The presentation will also provide a context to the exhibition proposal for this conference. The most recent is entitled Boxing Clever, artists and students were invited to investigate the same theme: the relationship of paper engineering and print. The exhibition will show the results.
Paper: “(Re)-Invention, Revolution in Print”
This paper will investigate the development of print from the 1960's and how two print studios followed quite different exploratory routes: Tyler Graphics working on the mechanisation of the autographic mark and Kelpra Studios investigating the relationship between the photomechanical and screenprint. Both studios demonstrated how through dialogue, collaboration and the use of novel technology, innovative artworks were produced, and possibly exceeded expectation. If produced in isolation in the artist’s studio, these works might not have been achievable.

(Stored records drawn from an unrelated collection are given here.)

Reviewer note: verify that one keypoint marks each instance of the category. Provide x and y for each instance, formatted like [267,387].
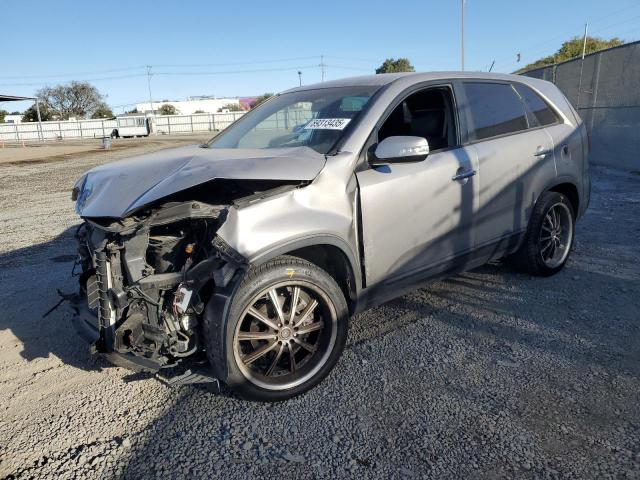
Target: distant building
[13,118]
[246,102]
[191,105]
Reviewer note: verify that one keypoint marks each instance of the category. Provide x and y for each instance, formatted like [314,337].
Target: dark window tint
[495,109]
[541,111]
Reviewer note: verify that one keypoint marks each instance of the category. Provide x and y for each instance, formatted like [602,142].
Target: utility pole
[462,34]
[149,85]
[584,48]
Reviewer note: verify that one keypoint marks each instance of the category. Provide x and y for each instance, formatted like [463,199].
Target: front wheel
[286,329]
[549,237]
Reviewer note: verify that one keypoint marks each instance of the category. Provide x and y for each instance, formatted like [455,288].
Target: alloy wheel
[285,335]
[556,235]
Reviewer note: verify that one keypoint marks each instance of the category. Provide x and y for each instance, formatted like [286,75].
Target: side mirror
[400,149]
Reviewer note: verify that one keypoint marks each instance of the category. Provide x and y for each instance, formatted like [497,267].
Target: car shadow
[30,278]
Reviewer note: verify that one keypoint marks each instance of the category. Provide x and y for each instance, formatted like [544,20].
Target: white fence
[166,124]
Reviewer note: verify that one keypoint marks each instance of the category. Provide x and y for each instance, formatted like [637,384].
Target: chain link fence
[605,89]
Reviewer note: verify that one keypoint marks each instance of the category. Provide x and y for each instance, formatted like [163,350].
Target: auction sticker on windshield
[327,124]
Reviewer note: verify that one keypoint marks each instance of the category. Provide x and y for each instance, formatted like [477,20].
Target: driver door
[416,218]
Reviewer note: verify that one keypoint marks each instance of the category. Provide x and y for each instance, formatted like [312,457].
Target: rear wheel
[286,329]
[549,237]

Richard Hamilton has said "In accordance with my practice of setting no limits on subject matter, nor stylistic languages of expression, I see no virtue in circumscribing the technical means of realization. The image will always be more important than the rationale of its execution." (New Technology and Printmaking, exhibition catalogue, Alan Cristea, London, 1998, p.7)

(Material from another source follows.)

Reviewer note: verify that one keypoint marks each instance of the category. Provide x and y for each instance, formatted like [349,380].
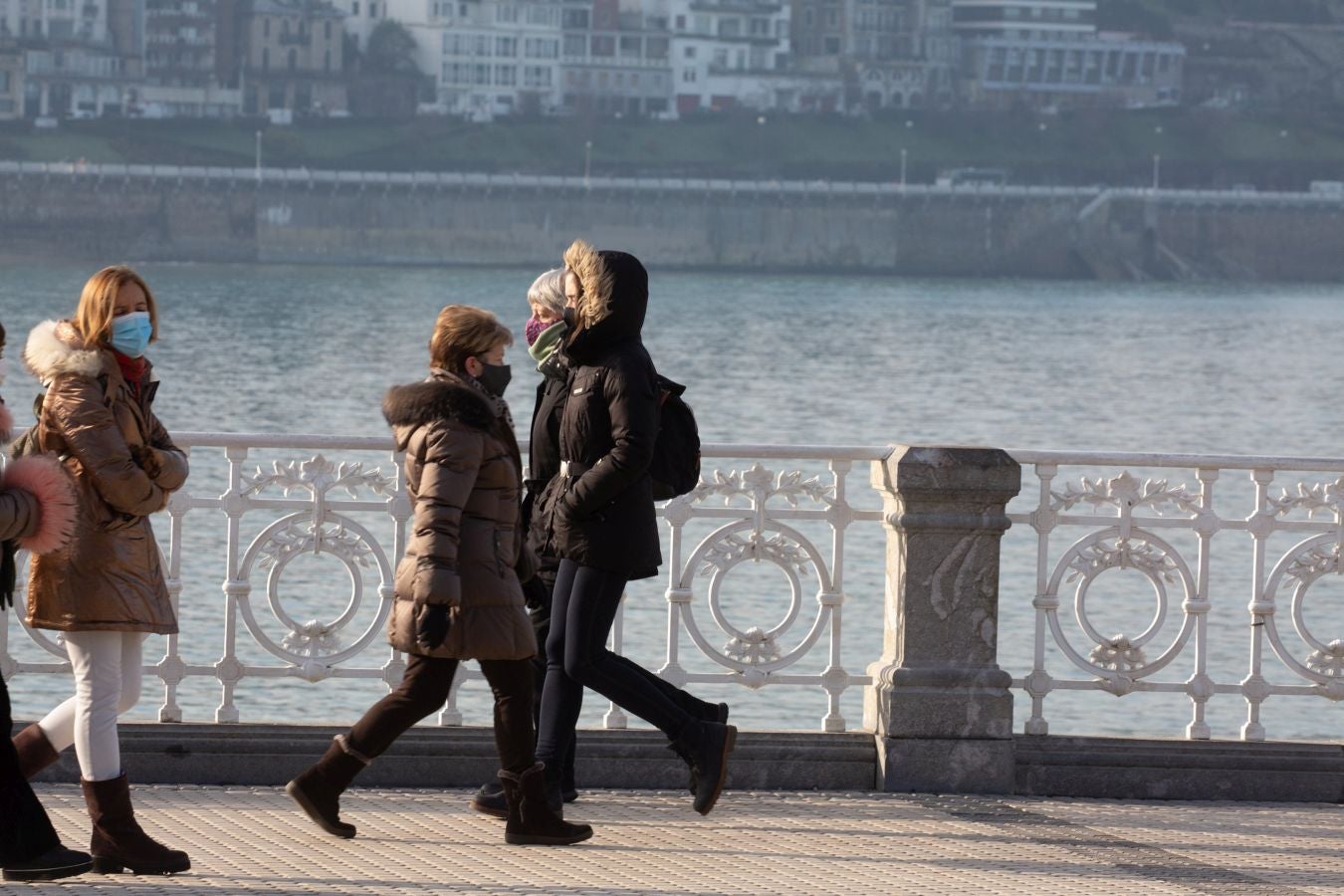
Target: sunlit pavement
[246,840]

From the 1960's print practice in the United Kingdom and America was defined by technical innovation, through large print studios, through gaining recognition for high quality cutting-edge artworks that were considered as integral to the artist’s creative repertoire, and exploration of the idea through image. Prints were considered then, and will remain, with ambivalence. Print is tied to process, to technique and to large (often heavy) equipment to make it. However, what is the long and continuing fascination for print that still attracts artists to this medium? For most artists who make prints, printmaking is not just about an extension of their creative repertoire nor as a means of making a fast buck, but through the often long and protracted means of making an image, there is encapsulated a different philosophical and methodological approach to making: through collaboration, innovation and invention. Furthermore, in the twenty-first century, the printed image has been reinvented with the introduction of digital technology: to turn a digital idea to printed pixels. The printmaker is again, called upon to exercise a new innovative approach to printmaking. The opening statement by Hamilton, whose own art practice has spanned 6 decades and has utilized the entire range of printmaking from drypoint to inkjet, illustrates the versatility and adaptability of the artist printmaker; and who is not constrained by what has been ostensibly industrial processes, but is fascinated with the methods inherent in the process of making.
CARRINA PARRAMAN is a Senior Research Fellow at the Centre for Fine Print Research, University of the West of England. Parraman's research interest spans art, science and education. Her interest in the science of art has developed through digital imaging and inkjet technologies, which has resulted in an investigation of artists’ methods for printing, the archival qualities of ink and paper and the investigation of screenprinted colour prints of the 1960's to inform inkjet colour printing methods. A proportion of this research is influenced by her work at the Prints and Drawings Department at Tate Britain, where Carinna is collaborating with the Department to catalogue the contemporary prints. She continues to work with Hewlett Packard on a number of research projects. She has presented papers at both science and art conferences including Color Imaging Conference USA, Institute of Physics, CADE (Computers and Art Design Education), Southern Graphics Council Conference USA, and IMPACT print conferences.